Politics dictates a quick-fire Brexit – but a compromise is more likely than you think
Let's show some ambition and optimism! There really is a deal to be done with the EU27 that works in our mutual interest as we head for the exit.
Not that this will be easy.
I have been struck by the unity of purpose expressed at the highest level by our continental counterparties. Michel Barnier, the EU Commission’s negotiator-in-chief, German Chancellor Angela Merkel, and other national leaders invariably use identical wording to set out the basis of the EU’s negotiating position. Cannily, Theresa May has recognised the sincerity of their insistence that the four freedoms – of goods, capital, people and services – must remain intact and that the UK cannot be better off outside the EU than it would be by staying a member (to discourage others from seeking to leave).
Nevertheless, I believe that a practical, imaginative, calm negotiation opens up the potential for continued UK market access in a way compatible with our clear need to take back substantial control over migration. At the outset we have accepted unequivocally that this requirement to re-establish authority over immigration policy means that the UK is unable to remain in the Single Market.
Read more: Why the Single Market is the problem – not the solution
Yet for all the determined rhetoric that free movement is “non-negotiable”, the EU already shows remarkable levels of flexibility in this area. The key for the UK’s trade negotiators is not to be seen to try to “cherry pick” but instead to rely on precedents elsewhere in Europe that already enable some of our neighbours to exercise continued discretionary control.
It is already the case that some governments within the Single Market adopt measures that amount to a significant restriction on free movement. These include controls over migrants accessing health, education and housing unless they can prove their employment status (Belgium); all jobs having to be advertised locally before being offered to residents overseas (Switzerland); caps on overall migrant numbers (Liechtenstein); and stricter rules and limits on access to welfare benefits for a period of five years for new migrants (Germany).
So there is clear room for manoeuvre. However, my discussions with centre-right sister parties in Europe always betray the fact that UK and EU politicians are invariably talking at cross-purposes when debating migration.

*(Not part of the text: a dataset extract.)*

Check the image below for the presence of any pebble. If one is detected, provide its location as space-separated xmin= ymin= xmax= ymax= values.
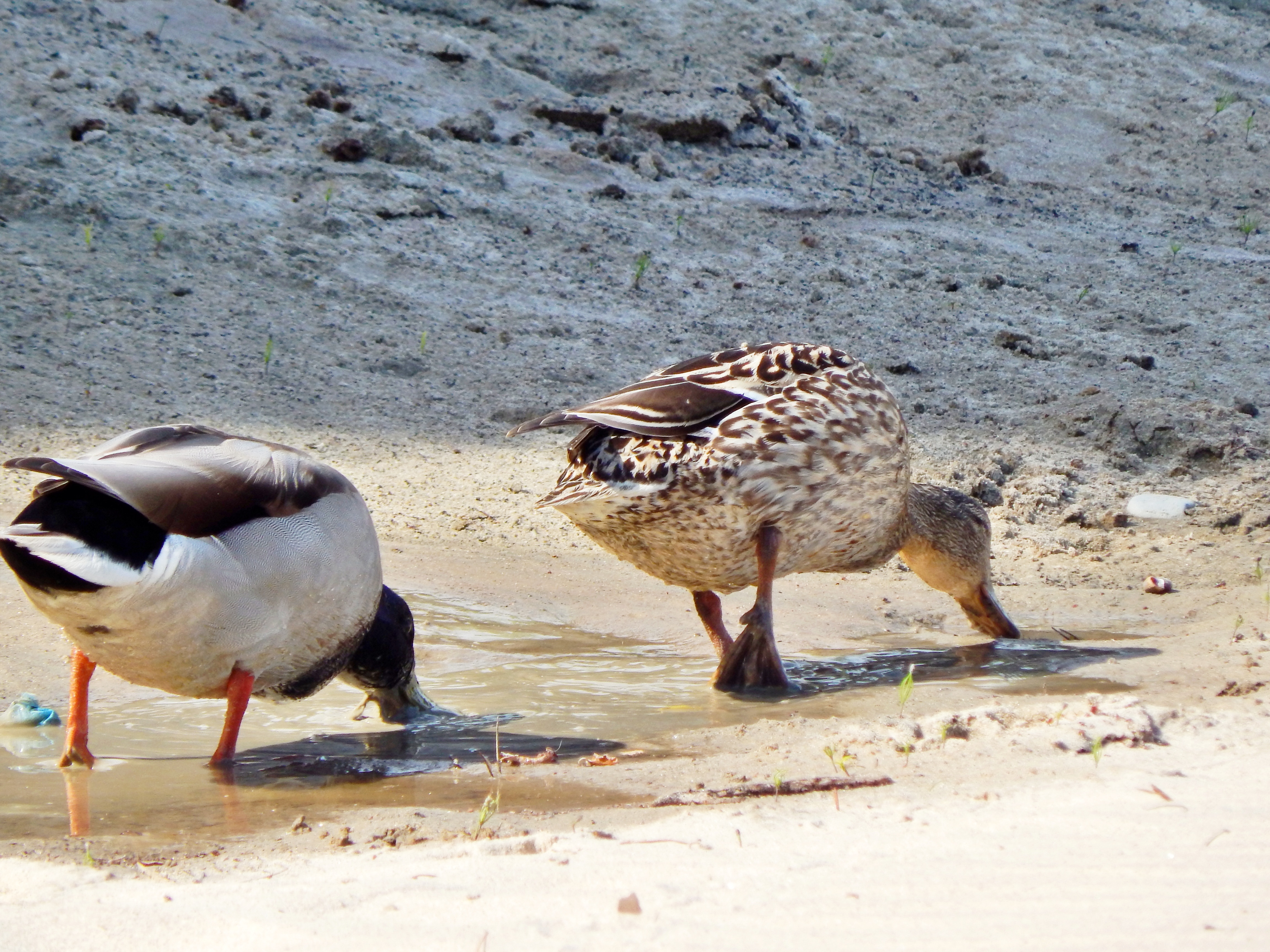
xmin=1125 ymin=493 xmax=1199 ymax=519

Here in the UK we have had decades of Commonwealth migration and, as a result, our more immediate concerns arise from unskilled migrants from low wage EU nations coming here either to engage in low-level criminality and benefits tourism, or to price out of the market (often in the black economy) jobs that our own unskilled Britons would otherwise take. By contrast the EU “migration problem” of recent years is virtually exclusively one of refugees and economic migrants from the Middle East and Africa.
Read more: Breaking EU up will take time to do: Brexit will go on for years
Indeed in most of Europe the right to free movement is viewed as a cherished privilege, not least by those parts of the EU that were under Communist rule until 1989. It is worth remembering that Merkel herself lived behind the Iron Curtain for the first three decades of her life. Any restriction on movement within the boundaries of the EU is essentially regarded as a fundamental betrayal of European values by most of our neighbours. Similarly, when UK politicians talk of the benefits of a points-based system to restrict movement, political leaders in Poland, Hungary and the Baltic States (instinctively inclined to support the UK) interpret this as a British attempt to asset-strip the most talented young people from their nations.
In the midst of a fluid, fast-moving political situation no one can accurately predict the outcome of our exit negotiations, which is why it is sensible to leave as many options on the table for as long as possible. These talks will not take place in a vacuum; domestic elections this spring in the Netherlands, France and possibly Italy will be followed by the German General Election in early autumn. Fresh turmoil in the Eurozone may yet influence the sentiment of UK voters as to the type and speed of Brexit to which we should aspire.
Read more: Britain must be tough but empathetic toward the EU to secure a good Brexit
One of the more remarkable, if largely unremarked upon, elements of British public life since last June’s referendum is the largely static public opinion in the aftermath of these momentous events. The catalyst for this changing may come from the realisation that Project Fear has been replaced by a firm commitment to Global Britain and an outward-looking, positive sense of purpose, or more likely still by events beyond the European continent.
Arguably the election of Donald Trump may prove the biggest factor in dictating the terms of our separation from the EU. Rapid regulatory liberalisation in the US financial services sphere may persuade the City of London that the more pressing threat to its business comes from Wall Street arbitrage rather than the tortuous terms of a transition, passporting or equivalence accommodation with the EU.
Equally, Europe’s army of disaffected electors now see that they have within their grasp the power to turn politics upside down – although notionally standing under conventional Republican Party colours, Trump’s victory was as a maverick insurgent. The EU’s elites gravely misjudge events if they believe the answer to contemporary instability is “more of the same”.
Inside a few years, although probably not within the narrow Article 50 timeframe, the EU’s cherished Single Market, alongside its position over the free movement of people, is likely to be diluted beyond recognition. European political leaders grapple with their own waves of populist political triumph in the aftermath of the Brexit vote and Trump’s triumph. While this points to a quick-fire, clean break from the EU, we should all recognise that in the detail there is still much to play for.